Writing the code

Up to this point, we have only done the cleanup in our heads. I personally find this to be a much more rewarding exercise: to mentally clean up the data before actually cleaning up. This is not because I'm highly confident that I will have handled all the irregularities in the data. Instead, I like this process because it clarifies what needs to be done. And that in turn guides the data structures required for the job.

But, once the thinking is done, it's time to validate our thinking with code.
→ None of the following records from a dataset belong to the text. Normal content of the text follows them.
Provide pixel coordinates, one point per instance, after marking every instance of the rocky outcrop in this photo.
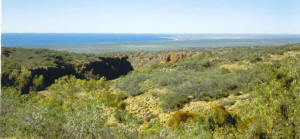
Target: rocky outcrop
(110, 68)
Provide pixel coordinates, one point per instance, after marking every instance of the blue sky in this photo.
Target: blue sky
(151, 16)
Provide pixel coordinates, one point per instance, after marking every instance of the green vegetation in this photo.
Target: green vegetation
(247, 92)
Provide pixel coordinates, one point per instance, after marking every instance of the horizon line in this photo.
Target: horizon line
(140, 33)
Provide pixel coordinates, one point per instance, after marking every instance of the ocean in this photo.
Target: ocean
(103, 43)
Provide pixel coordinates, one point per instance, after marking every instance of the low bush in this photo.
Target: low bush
(131, 84)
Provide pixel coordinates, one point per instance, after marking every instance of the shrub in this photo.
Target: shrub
(184, 117)
(173, 101)
(132, 84)
(274, 111)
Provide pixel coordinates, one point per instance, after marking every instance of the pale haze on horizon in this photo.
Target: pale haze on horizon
(153, 16)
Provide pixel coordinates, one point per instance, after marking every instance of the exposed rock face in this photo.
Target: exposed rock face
(110, 68)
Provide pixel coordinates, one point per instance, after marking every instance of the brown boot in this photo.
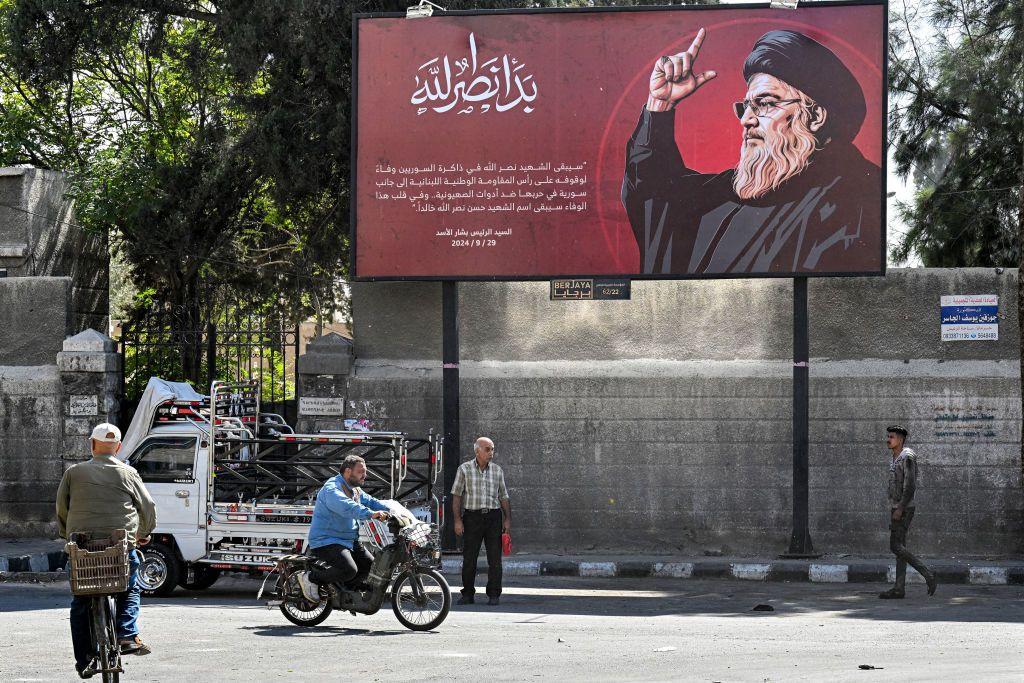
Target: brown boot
(134, 645)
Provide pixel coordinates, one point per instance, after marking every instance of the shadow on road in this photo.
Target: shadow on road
(317, 631)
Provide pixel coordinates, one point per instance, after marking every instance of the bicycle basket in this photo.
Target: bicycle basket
(98, 566)
(418, 535)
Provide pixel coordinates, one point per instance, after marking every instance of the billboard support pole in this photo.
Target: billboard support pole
(450, 400)
(800, 542)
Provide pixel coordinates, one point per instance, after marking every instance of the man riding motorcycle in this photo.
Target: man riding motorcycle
(334, 532)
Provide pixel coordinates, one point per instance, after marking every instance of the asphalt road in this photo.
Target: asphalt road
(557, 629)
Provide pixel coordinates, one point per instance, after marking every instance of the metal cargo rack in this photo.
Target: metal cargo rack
(236, 412)
(289, 470)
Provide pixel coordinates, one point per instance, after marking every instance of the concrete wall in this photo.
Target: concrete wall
(46, 415)
(35, 318)
(30, 450)
(664, 423)
(39, 238)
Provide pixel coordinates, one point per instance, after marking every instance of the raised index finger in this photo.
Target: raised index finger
(695, 45)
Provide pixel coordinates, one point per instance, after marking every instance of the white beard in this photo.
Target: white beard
(781, 156)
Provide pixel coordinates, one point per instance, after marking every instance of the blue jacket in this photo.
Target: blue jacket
(336, 515)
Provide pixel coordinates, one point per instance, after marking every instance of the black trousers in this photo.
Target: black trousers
(482, 527)
(897, 544)
(344, 565)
We start with the clean function:

// hints is a slice of bools indicating whether it's a categorical variable
func clean(hdr []string, data [][]string, indices []map[string][]int, hints []bool, ignored []string) (int, int, []float64, []float64, []string, []bool) {
  modes := mode(indices)
  var Xs, Ys []float64
  var newHints []bool
  var newHdr []string
  var cols int

  for i, row := range data {

    for j, col := range row {
      if hdr[j] == "Id" { // skip id
        continue
      }
      if hdr[j] == "SalePrice" { // we'll put SalePrice into Ys
        cxx, _ := convert(col, false, nil, hdr[j])
        Ys = append(Ys, cxx...)
        continue
      }

      if inList(hdr[j], ignored) {
        continue
      }

      if hints[j] {
        col = imputeCategorical(col, j, hdr, modes)
      }
      cxx, newHdrs := convert(col, hints[j], indices[j], hdr[j])
      Xs = append(Xs, cxx...)

      if i == 0 {
        h := make([]bool, len(cxx))
        for k := range h {
          h[k] = hints[j]
        }
        newHints = append(newHints, h...)
        newHdr = append(newHdr, newHdrs...)
      }
    }
    // add bias

    if i == 0 {
      cols = len(Xs)
    }
  }
  rows := len(data)
  if len(Ys) == 0 { // it's possible that there are no Ys (i.e. the test.csv file)
    Ys = make([]float64, len(data))
  }
  return rows, cols, Xs, Ys, newHdr, newHints
}

clean takes data (in the form of [][]string), and with the help of the indices built earlier, we want to build a matrix of Xs (which will be float64) and Ys. In Go, it's a simple loop. We'll read over the input data and try to convert that. A hints slice is also passed in to help us figure out if a variable should be considered a categorical or continuous variable.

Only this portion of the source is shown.